Rhys liked the bar best at dusk. That was when the light outside went golden, catching on the shelves of liquor like honey sliding over crystal. The soft glow from the pendant lights above turned everything warm and forgiving. Shadows lengthened. Conversations softened. Music — live, slow, always in a minor key — drifted like smoke from the old piano in the corner.
It was the kind of setting that invited secrets. And Rhys had so many of them.
He wiped down the counter for the fifth time that hour. Not because it needed it, but because {{user}} was due in. They always came around this time — like clockwork, like ritual — and he couldn’t afford to be doing nothing when they walked in. Even if they never really looked at him like he wanted. Even if they had no idea just how often he changed shifts to catch these tiny slices of shared space.
The door chimed.
There.
His heart kicked up in his chest like it always did, too fast, too sharp. His hand slowed, then stilled completely.
They looked… good tonight. He catalogued every detail automatically — the way the light brushed the edge of their cheekbone, the color they wore, the tired slant of their shoulders. Rhys didn’t smile. He rarely did. But his grip tightened on the rag, and the familiar coil of heat settled low in his gut.
He kept his voice even as he greeted them. Calm. Charismatic. Nothing strange. Nothing to alarm them. Because they couldn’t know.
Not about the tattoo on the back of his ring finger — their initial, etched in fine black ink, hidden under gloves when he worked.
Not about the way he rerouted all his deliveries to pass by their street.

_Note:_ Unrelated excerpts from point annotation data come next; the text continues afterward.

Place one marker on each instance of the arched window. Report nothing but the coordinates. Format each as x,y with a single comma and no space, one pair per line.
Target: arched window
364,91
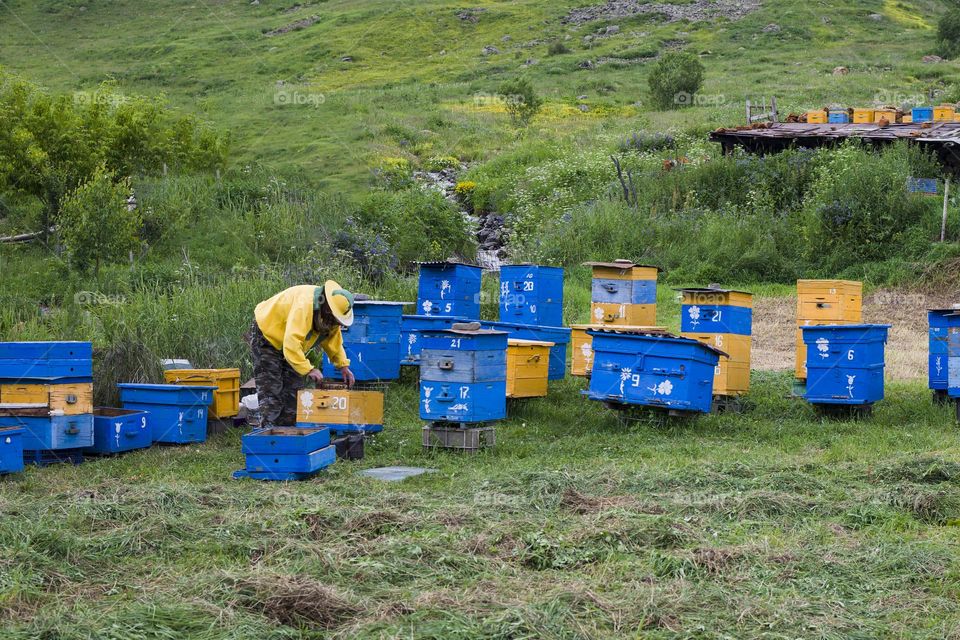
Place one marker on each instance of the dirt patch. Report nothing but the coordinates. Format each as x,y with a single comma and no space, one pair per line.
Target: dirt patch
696,11
293,26
295,601
774,331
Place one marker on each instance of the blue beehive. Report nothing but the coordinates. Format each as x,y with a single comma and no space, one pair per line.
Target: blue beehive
940,320
449,289
845,363
286,453
838,117
411,328
559,336
177,414
655,370
119,430
922,114
531,294
463,376
372,343
11,449
46,361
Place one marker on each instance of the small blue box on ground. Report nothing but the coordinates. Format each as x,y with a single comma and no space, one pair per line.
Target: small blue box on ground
53,432
11,450
119,430
845,363
531,294
656,371
177,414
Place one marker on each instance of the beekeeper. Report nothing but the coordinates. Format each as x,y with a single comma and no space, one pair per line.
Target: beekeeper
284,329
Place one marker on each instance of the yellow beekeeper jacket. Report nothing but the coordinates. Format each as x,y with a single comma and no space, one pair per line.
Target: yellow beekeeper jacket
286,321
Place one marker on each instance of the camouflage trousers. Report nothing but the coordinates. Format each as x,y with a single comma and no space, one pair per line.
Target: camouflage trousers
277,382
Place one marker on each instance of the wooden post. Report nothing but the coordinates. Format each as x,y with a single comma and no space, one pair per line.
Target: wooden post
946,196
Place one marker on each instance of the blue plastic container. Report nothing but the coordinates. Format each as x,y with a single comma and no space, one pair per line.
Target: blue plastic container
531,294
463,376
845,363
716,318
177,414
922,114
449,289
411,328
54,432
614,291
652,371
119,430
11,449
559,336
940,320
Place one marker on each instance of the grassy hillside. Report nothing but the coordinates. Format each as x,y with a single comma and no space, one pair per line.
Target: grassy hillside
417,80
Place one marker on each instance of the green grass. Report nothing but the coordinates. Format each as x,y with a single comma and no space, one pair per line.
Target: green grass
770,523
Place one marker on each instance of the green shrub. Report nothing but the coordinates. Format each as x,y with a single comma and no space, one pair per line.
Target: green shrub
948,33
522,101
675,79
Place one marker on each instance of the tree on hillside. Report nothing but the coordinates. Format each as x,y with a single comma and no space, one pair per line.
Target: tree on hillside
675,80
49,145
95,225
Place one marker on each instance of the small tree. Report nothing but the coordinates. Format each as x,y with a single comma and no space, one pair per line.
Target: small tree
675,80
521,99
94,223
948,33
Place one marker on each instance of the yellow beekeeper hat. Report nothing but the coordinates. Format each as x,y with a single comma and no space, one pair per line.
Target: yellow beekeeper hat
340,302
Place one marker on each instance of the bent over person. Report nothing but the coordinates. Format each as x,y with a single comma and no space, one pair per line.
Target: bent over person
284,329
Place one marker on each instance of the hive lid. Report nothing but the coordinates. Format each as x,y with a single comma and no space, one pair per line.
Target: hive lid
439,263
530,343
710,290
620,263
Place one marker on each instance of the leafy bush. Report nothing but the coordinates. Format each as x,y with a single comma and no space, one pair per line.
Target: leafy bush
948,33
94,223
675,79
522,101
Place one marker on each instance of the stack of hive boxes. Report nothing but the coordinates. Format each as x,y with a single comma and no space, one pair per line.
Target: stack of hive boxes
721,318
372,342
463,384
825,302
286,453
531,309
340,410
46,390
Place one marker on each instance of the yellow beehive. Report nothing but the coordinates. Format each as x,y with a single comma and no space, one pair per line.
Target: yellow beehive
890,115
944,113
528,366
226,398
58,399
339,406
623,314
581,342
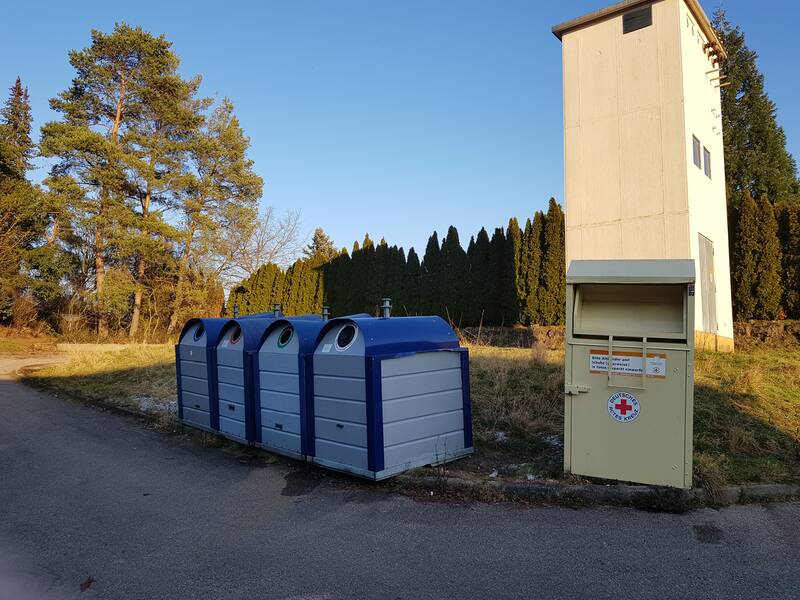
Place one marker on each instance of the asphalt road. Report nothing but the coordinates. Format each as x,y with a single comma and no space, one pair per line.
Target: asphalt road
92,498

Not about the things he would do to keep them safe.
And yet…
It always broke, eventually. The mask. The control.
Like tonight.
It started with a laugh — the wrong kind. Drunken. Slurred. Belonging to a man who’d been getting too loud at the far end of the bar. Rhys had been watching him for the past fifteen minutes, casually wiping glasses, eyes flicking to the mirror behind the counter to keep tabs.

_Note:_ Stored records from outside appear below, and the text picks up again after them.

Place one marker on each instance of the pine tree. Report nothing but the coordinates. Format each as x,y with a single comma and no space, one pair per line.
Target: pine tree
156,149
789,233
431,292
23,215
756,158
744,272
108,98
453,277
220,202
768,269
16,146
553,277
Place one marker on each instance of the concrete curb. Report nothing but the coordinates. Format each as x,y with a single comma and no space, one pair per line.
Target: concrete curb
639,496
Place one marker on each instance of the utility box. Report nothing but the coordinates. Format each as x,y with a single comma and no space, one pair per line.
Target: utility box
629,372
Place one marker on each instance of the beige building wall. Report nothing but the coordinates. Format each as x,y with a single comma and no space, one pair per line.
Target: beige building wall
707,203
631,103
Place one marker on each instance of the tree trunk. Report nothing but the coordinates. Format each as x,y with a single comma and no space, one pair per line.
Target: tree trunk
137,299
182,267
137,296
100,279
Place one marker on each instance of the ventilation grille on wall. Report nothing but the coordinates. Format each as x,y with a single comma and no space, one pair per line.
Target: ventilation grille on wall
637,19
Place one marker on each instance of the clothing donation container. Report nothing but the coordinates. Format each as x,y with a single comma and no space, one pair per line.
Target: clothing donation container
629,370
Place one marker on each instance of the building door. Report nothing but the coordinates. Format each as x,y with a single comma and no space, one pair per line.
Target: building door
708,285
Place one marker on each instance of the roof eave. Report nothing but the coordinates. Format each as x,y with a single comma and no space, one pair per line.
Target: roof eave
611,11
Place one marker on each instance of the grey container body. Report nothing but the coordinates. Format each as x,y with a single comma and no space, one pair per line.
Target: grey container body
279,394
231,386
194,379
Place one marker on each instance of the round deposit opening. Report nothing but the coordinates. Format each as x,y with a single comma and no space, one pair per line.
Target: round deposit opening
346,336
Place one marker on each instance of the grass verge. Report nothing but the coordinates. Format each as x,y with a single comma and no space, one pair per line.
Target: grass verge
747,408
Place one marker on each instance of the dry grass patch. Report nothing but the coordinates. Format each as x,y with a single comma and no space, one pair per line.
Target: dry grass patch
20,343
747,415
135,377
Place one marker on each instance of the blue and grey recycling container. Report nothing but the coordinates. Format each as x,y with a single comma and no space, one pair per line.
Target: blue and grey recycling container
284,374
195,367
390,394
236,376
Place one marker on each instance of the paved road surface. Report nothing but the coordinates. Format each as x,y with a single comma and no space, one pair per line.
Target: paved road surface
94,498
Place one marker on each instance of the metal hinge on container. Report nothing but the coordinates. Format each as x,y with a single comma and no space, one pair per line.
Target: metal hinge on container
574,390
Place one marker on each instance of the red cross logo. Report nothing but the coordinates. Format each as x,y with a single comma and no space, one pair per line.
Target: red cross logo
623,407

The moment he saw that bastard’s hand brush against {{user}}’s back — saw {{user}} freeze for half a second, startled — something in Rhys snapped.
There was no warning.
One second he was behind the bar, and the next, he was on it — vaulting over with a speed that scattered stools and made drinks topple.
The man barely had time to turn before Rhys grabbed him by the collar and slammed his face down onto the polished wood of the counter. The sickening crunch of bone and shattering glass rang out, followed by a stunned silence.

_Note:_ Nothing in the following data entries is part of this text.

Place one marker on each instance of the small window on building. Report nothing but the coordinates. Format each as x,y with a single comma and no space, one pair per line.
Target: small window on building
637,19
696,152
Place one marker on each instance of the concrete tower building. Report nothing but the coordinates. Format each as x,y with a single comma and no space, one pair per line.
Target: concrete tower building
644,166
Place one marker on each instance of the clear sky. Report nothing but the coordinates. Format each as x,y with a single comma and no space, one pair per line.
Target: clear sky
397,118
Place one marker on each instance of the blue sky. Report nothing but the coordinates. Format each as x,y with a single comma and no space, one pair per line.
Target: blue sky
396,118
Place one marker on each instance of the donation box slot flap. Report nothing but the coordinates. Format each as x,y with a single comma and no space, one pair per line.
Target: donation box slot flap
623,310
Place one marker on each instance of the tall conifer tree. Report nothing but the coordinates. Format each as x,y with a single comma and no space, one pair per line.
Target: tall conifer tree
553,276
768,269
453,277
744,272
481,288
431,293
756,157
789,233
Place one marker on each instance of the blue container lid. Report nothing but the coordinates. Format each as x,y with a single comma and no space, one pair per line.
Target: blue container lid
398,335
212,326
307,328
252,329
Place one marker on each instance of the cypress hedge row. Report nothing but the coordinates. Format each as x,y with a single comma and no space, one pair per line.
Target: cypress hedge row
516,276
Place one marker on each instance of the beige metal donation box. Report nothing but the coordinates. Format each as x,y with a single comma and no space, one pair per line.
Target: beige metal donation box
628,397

People gasped. Chairs scraped. The pianist stopped playing.
Blood dripped onto the bar.
“How dare you lay your filthy hand on my property,” Rhys growled — low, lethal. His voice didn’t rise. It didn’t need to.
He felt the room pull away from him like the eye of a storm. Like they all knew, somehow, that this wasn’t just a protective bartender. This was something else. Something unhinged.
The man groaned beneath him, gurgling through broken teeth. Rhys didn’t move. Not until he caught a flicker of motion — {{user}}, a step back, shock written in the angle of their body.
Only then did Rhys let go, wiping his blood-slick fingers on his apron like nothing had happened.
This wasn’t the first time. Wouldn’t be the last.
Once, someone tried to flirt — all innocent charm, light conversation. Rhys had shattered a vodka bottle over the guy’s head so fast no one had even seen him move.
Another time, someone stared too long.
That man left with a dislocated jaw and no memory of how it’d happened.
Rhys didn’t care. He couldn’t care.
Because {{user}} belonged to him.
They just didn’t know it yet.
And Rhys — gentle lover, patient bartender, calculating son of a bitch — could wait.
As long as it took.
He just didn’t promise to stay peaceful while he did.